From a recent meta-analysis:
“In conclusion, there is no evidence that currently available interventions are able to increase physical activity among overweight or obese children. This questions the contribution of physical activity to the treatment of overweight and obesity in children in the studied interventions and calls for other treatment strategies.”
Source: Effectiveness of interventions on physical activity in overweight or obese children: a systematic review and meta-analysis including studies with o… – PubMed – NCBI
For weight loss in overweight and obese children, you have to focus on diet modification. Same as adults.
“Your worst fears have been confirmed, working ladies.
A study by researchers in the UK and Canada, published in the journal PLOS One, found that women who are on the heavier end of the “healthy” Body Mass Index, or BMI, range were subject to more weight-based prejudice than men who were solidly overweight.”
Source: Employers are more likely to hire skinny women | New York Post
I’m not too surprised about finding. And I’m not saying it’s right.
Easily calculate your BMI here.
Two diet books in one
The article linked below promotes anti-obesity drug prescribing. Like many physicians, I’m not a big fan of these drugs. The article mentions some reasons why.
Phentermine has been around for years, but is FDA-approved for only short-term treatment, like three months.
Some of the newer drugs are approved for longer term: lorcaserin (Belviq) and the combination drugs topiramate+phentermine (Qsymia) and naltrexone+bupropion (Contrave).
Whether you like these drugs or not, you may find the article interesting:
“About two-thirds of adults in the United States are overweight, and 46% fit the indications for antiobesity pharmacotherapy (body mass index ≥30 kg/m2 or ≥27 kg/m2 with hypertension, type 2 diabetes, or dyslipidemia) as an adjunct to diet and exercise, but only 2% of those receive treatment. This is in sharp contrast to the 8.4% of adults in the U.S. diagnosed with diabetes, of whom 86% receive antidiabetes pharmacotherapy, the investigators noted.”
Source: New Antiobesity Drugs Underused | Medpage Today
Julianne Taylor has a fascinating blog post based on her recent trip to France and Great Britain. Julianne is a dietitian and lives in New Zealand. Please read the entire article.
“What can we learn from the French way of eating?
Don’t snack. At all. Eat 3 balanced meals, and snack only if needed.
Planned snacks are fine, children always have an after school snack, or small meal in France. Treat the snack with the same respect as you would a meal.
Don’t eat anywhere other than at a table. Don’t eat walking around, at your desk, in front of the TV, or snack out of the fridge. Prepare, then eat a meal at a table, preferably with company and actually experience the process of savoring your food. Eat slowly.
Choose food freshly prepared from whole ingredients like protein, fruit and vegetables.

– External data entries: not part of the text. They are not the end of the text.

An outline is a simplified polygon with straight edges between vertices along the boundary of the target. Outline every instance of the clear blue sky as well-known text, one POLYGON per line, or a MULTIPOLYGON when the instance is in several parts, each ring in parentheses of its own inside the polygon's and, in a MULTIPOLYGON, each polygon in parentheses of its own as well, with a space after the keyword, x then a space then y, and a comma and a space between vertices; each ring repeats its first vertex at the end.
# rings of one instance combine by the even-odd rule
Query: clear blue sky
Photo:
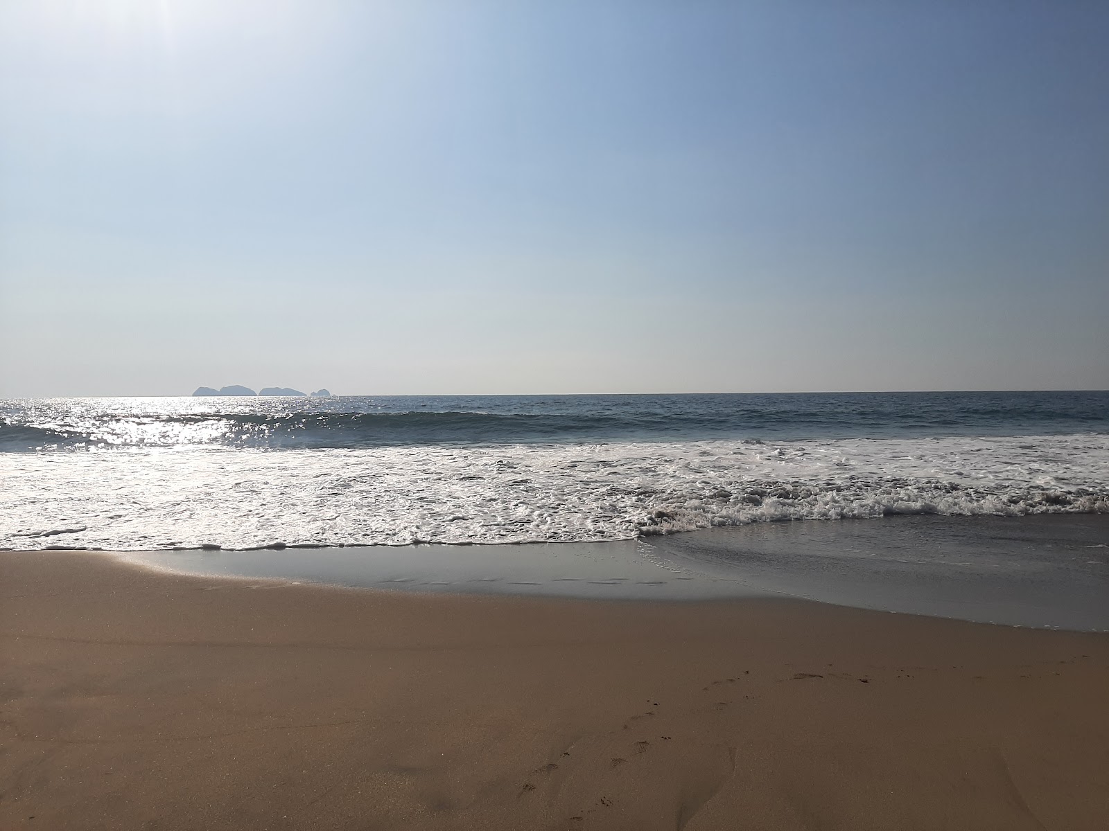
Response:
POLYGON ((1107 44, 1098 0, 0 0, 0 396, 1106 388, 1107 44))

Model eating like this to your children, and don’t push them into our bad habits. Enjoy family meals together at the table without any screens or phones.
Treat food is fine, savor a small portion as part of a meal if you wish.
Water should be the main drink, wine in moderation can be enjoyed with meals if desired,”
Source: Eating habits in France, what we should copy | Julianne’s Paleo & Zone Nutrition
The contest? Which U.S. state is the fattest.
“Louisiana had the most number of obese adults in the United States in 2015, according to a report released by Trust for America’s Health (TFAH) and the Robert Wood Johnson Foundation (RWJF).Based on The State of Obesity: Better Policies for a Healthier America, 36.2 percent of adults in Louisiana are obese, while Colorado was at the other end of the spectrum with 20.2 percent of its adult population obese.”
Source: Louisiana Has Highest Obesity Rate In Adults Across US : HEALTH : Tech Times
Honorable mention to West Virginia, Mississippi, and Alabama.
From the American Academy of Pediatrics journal:
“Family involvement in the treatment of both adolescent obesity and EDs [eating disorders] has been determined to be more effective than an adolescent-only focus. An integrated approach to the prevention of obesity and EDs focuses less on weight and more on healthy family-based lifestyle modification that can be sustained. Pediatricians can encourage parents to be healthy role models and supportively manage the food environment by creating easy accessibility to healthy foods (eg, fruits, vegetables, whole grains, beans and other legumes, and water) and by limiting the availability of sweetened beverages, including those containing artificial sweeteners, and other foods containing refined carbohydrates. Discussions between pediatricians and parents about increasing physical activity and limiting the amount of total entertainment screen time to less than 2 hours/day are important and may lead to changes in family behavior. Another area of prevention is avoiding the presence of a television in the teenager’s bedroom, because having a television in the room predicts significantly less physical activity as well as poorer dietary intakes compared with not having a television in the room. Other evidence-based approaches encourage parents to include more family meals, home-prepared meals, and meals with less distractions as well as fewer discussions about weight and about dieting. Understanding that poor body image can lead to an ED, parents should avoid comments about body weight and discourage dieting efforts that may inadvertently result in EDs and body dissatisfaction.